Many returnees, who left camps in Cameroon to come back to Adamawa, are from families who have lived in their villages for generations. Their ancestral roots anchor them to their homes because their farmland is their main source of income. Non-agriculture-based industries provide few jobs. For many people, fleeing their homes meant abandoning their livelihoods.

As of 2015, 52 per cent of people in Nigeria lived in rural areas. Their relative isolation is a blessing and a curse. Larger rural spaces provide them with adequate land to cultivate their crops – but it also leaves them exposed.

During Boko Haram attacks on Garaha through to early 2015, there was minimal protection from security forces who often take hours to arrive.

For many people living in rural Adamawa, life is getting harder and easier at the same time. Armed herdsmen, mainly from the Fulani ethnicity have become a greater threat across Nigeria, partly due to tensions between land ownership and cattle grazing.

According to locals, killings by herdsmen have increased this year. But villages are addressing their vulnerability. Armed vigilantes, some of which formed due to the lack of military protection against Boko Haram, are increasing.
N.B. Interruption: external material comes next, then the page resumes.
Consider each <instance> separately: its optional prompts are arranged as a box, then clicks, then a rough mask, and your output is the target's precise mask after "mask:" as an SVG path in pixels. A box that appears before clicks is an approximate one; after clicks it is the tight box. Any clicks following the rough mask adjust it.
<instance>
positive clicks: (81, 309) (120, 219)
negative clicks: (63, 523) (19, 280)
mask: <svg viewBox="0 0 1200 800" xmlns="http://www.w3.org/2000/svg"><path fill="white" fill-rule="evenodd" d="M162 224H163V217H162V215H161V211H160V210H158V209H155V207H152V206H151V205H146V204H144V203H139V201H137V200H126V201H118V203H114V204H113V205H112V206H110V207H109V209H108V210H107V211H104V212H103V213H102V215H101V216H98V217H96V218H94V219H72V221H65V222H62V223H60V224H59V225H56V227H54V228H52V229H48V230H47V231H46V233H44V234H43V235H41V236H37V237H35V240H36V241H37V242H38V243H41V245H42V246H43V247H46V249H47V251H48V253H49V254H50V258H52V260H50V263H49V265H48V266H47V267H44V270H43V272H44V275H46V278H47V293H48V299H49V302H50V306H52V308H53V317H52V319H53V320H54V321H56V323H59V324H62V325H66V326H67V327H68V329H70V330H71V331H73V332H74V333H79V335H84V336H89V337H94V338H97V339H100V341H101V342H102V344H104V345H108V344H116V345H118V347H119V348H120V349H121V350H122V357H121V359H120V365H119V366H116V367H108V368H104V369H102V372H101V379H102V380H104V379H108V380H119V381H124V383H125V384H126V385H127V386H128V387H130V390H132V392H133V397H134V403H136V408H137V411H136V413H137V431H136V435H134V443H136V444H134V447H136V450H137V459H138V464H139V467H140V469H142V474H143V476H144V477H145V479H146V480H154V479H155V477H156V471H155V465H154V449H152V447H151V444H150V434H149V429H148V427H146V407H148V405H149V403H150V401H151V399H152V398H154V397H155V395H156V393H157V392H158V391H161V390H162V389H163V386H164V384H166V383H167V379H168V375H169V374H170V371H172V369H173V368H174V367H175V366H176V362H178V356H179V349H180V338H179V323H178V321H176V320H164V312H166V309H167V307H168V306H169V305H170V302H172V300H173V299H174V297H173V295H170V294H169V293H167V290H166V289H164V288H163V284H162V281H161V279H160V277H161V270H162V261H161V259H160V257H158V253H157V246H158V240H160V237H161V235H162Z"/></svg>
The police services are often too far away or too under-resourced to protect them. But some vigilantes now have more weapons and vehicles due to help from state services and locals. It is not an ideal solution but it has made places like Garaha safer.

With this new-found relative safety, villagers have begun farming again. With cash grants and donated tools from charities like Tearfund, it has been easier for thousands of people to begin cultivating land. In many villages there are small, lively recreation centres where young people play snooker and watch sport. Many of their places of worship have been rebuilt.

But the situation is grimmer in communities where such charities are not present.  Without resources, state or non-government help, rebuilding is a real challenge.

Adamawa is a state maxing on its credit of hospitality, relative safety and appreciation of agriculture. A recession in Nigeria and a severe food crisis in the northeast have added pressures on returnees and IDPs. Liberated communities will need more help and attention before they truly feel free.

Emmanuel Akinwotu is a journalist based between Lagos and London who writes about Africa, migration, and specialises in Nigeria.